In a rather complicated series of inheritance shuffles, my brother took the family house and offered me to house-sit alone until his family joins in around Autumn. Cheaper per capita, more space, familiar place, has a piano and my nigh-unused drumset, gonna be populated with cool folks. I'm so in.
I've been growing convinced my meds are that mary sue pill from Limitless. It took me nine days to consolidate loose notes from the last few months into a paper, stay on top of my classes like it's nobody's business, read more non-work books over the last month than in two years, fixed my schedule, and most of it happened mostly outside my perception. It's not all positive, but after the initial rough spot and some dosage tweaking, the good outweighs the bad so hard it's not even funny. Wasting all that time to it because of fear of weakness, personal ignorance, and perceived stigma... definitely makes me look stupid in hindsight.

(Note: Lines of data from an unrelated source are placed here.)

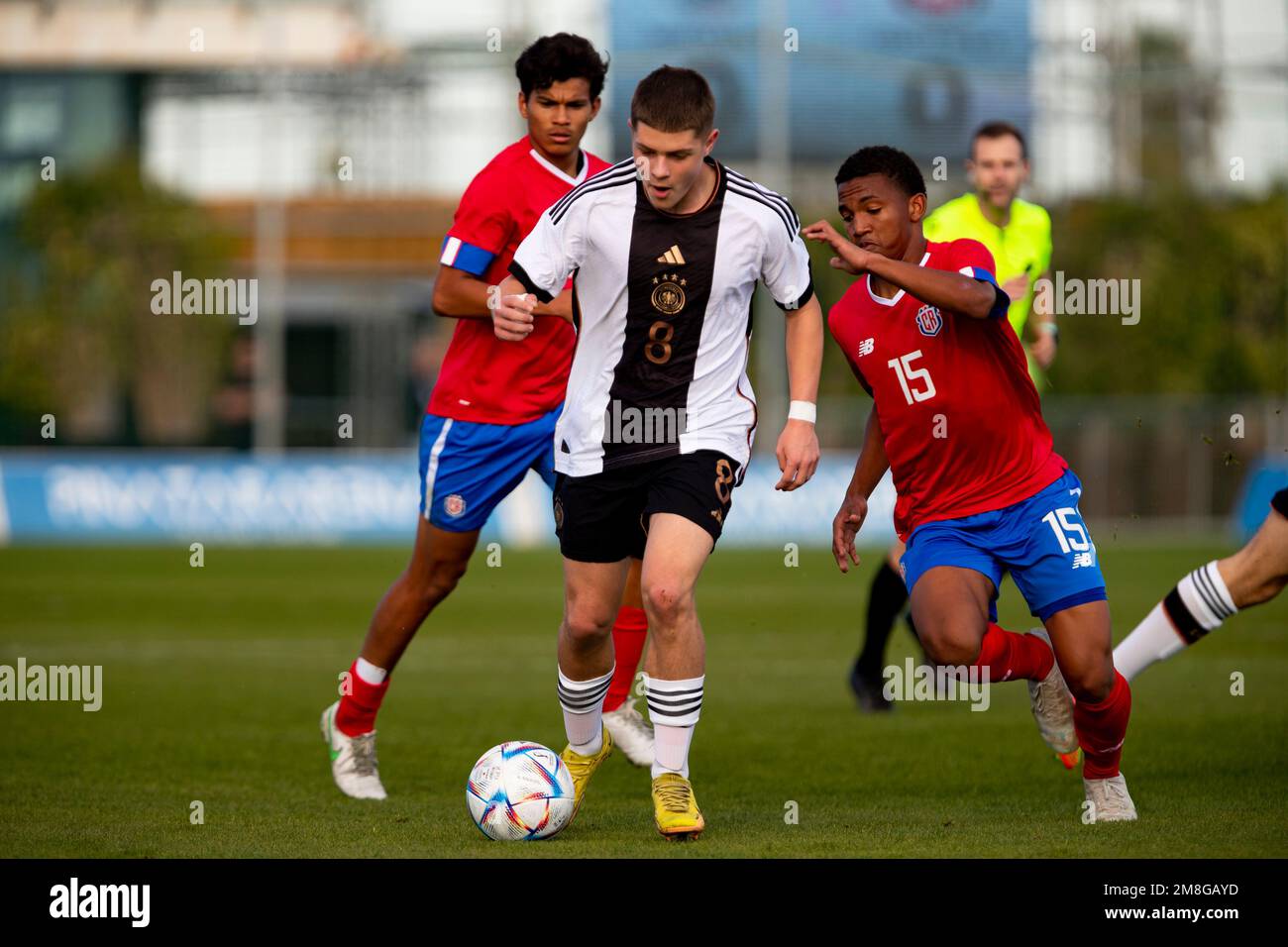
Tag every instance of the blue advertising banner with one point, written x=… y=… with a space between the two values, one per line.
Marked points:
x=82 y=497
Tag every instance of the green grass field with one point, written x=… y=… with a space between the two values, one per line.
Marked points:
x=214 y=680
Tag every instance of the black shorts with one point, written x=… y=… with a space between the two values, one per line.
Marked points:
x=604 y=517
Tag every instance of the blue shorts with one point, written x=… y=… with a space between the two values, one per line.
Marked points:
x=1042 y=541
x=468 y=468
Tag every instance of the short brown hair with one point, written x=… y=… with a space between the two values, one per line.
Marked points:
x=674 y=99
x=1000 y=129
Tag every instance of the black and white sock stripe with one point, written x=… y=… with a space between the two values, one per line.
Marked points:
x=675 y=702
x=1199 y=603
x=583 y=696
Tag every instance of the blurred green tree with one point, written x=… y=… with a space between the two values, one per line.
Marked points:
x=78 y=338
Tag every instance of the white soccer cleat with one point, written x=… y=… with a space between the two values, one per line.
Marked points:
x=1111 y=801
x=1052 y=706
x=631 y=733
x=353 y=759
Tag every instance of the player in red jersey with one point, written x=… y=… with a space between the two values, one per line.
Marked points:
x=957 y=421
x=492 y=412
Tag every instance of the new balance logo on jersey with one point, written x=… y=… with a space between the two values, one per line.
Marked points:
x=928 y=320
x=673 y=257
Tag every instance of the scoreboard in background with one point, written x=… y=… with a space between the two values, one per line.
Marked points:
x=915 y=73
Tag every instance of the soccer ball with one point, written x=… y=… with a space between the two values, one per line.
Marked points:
x=519 y=791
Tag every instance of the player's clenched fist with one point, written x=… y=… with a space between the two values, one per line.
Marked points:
x=849 y=257
x=798 y=455
x=513 y=318
x=845 y=527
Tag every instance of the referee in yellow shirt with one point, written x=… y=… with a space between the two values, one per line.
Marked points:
x=1018 y=234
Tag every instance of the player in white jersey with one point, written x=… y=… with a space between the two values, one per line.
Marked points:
x=657 y=427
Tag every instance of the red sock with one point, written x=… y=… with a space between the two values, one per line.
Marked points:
x=357 y=710
x=1103 y=725
x=1010 y=656
x=629 y=634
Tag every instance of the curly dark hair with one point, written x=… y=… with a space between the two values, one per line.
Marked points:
x=558 y=58
x=881 y=158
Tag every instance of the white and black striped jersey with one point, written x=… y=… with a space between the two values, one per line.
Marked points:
x=662 y=307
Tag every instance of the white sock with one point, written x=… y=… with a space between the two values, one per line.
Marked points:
x=674 y=706
x=583 y=702
x=1196 y=605
x=370 y=673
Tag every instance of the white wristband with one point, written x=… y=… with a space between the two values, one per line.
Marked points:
x=803 y=411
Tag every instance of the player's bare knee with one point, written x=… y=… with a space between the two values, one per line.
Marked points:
x=441 y=579
x=948 y=646
x=666 y=603
x=587 y=628
x=1090 y=684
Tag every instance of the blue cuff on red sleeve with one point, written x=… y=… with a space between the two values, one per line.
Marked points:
x=465 y=257
x=1001 y=302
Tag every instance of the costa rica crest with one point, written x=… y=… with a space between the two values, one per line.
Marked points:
x=928 y=320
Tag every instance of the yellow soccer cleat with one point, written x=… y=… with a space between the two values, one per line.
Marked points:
x=581 y=768
x=675 y=809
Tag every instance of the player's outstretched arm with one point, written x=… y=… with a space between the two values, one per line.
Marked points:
x=464 y=296
x=952 y=291
x=868 y=471
x=798 y=445
x=511 y=311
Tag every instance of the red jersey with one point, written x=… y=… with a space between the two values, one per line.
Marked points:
x=484 y=379
x=961 y=419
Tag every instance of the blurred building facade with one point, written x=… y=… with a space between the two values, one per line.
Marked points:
x=333 y=138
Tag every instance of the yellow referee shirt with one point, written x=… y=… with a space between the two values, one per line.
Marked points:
x=1021 y=247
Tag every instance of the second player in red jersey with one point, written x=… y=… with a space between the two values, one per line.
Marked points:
x=483 y=379
x=956 y=419
x=964 y=431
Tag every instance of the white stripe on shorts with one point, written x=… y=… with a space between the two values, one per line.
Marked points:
x=432 y=471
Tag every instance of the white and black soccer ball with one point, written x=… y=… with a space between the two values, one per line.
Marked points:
x=519 y=791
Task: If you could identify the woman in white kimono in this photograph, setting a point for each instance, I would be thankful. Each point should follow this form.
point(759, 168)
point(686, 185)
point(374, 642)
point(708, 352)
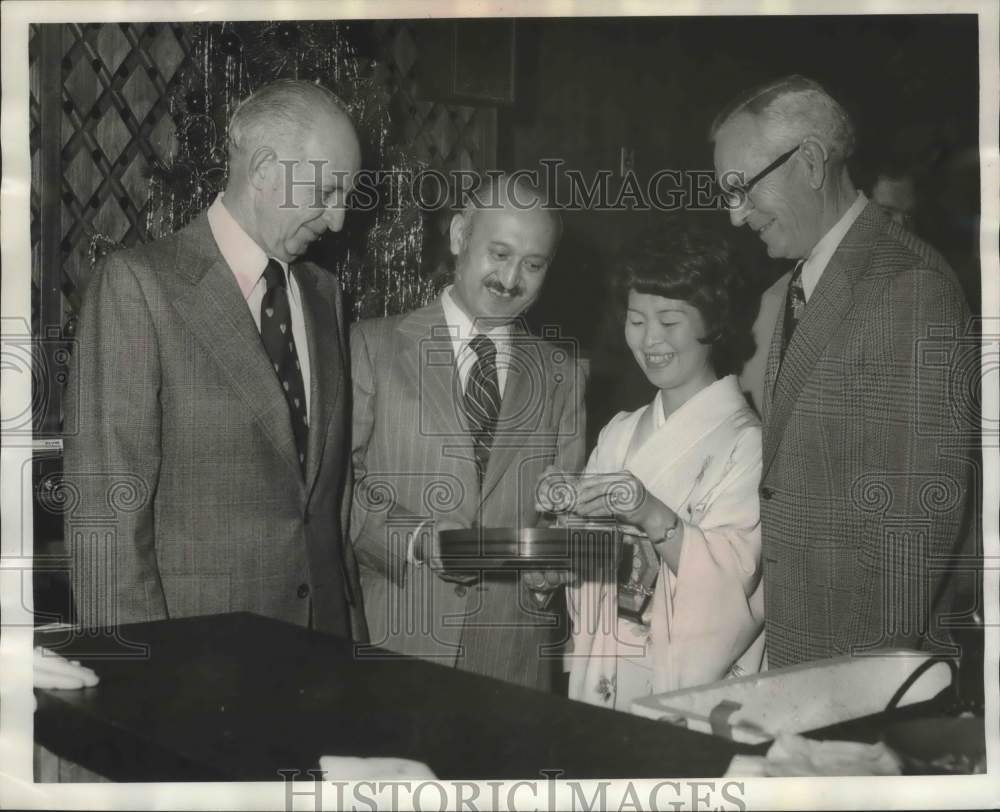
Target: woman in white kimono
point(683, 474)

Greek is much harder than it should have been, mainly because (Polish) physicists say the letters wrong. Grammar ranges from "same as Polish" to "what even is that?!" and it helps that the teacher doesn't shy away from dumbing all the linguistic explanations down to our level, at least when prompted. I think a lot of people in the class are refreshingly grateful I proudly wear the dunce hat and ask about everything. The accents and inflections are killing me, though.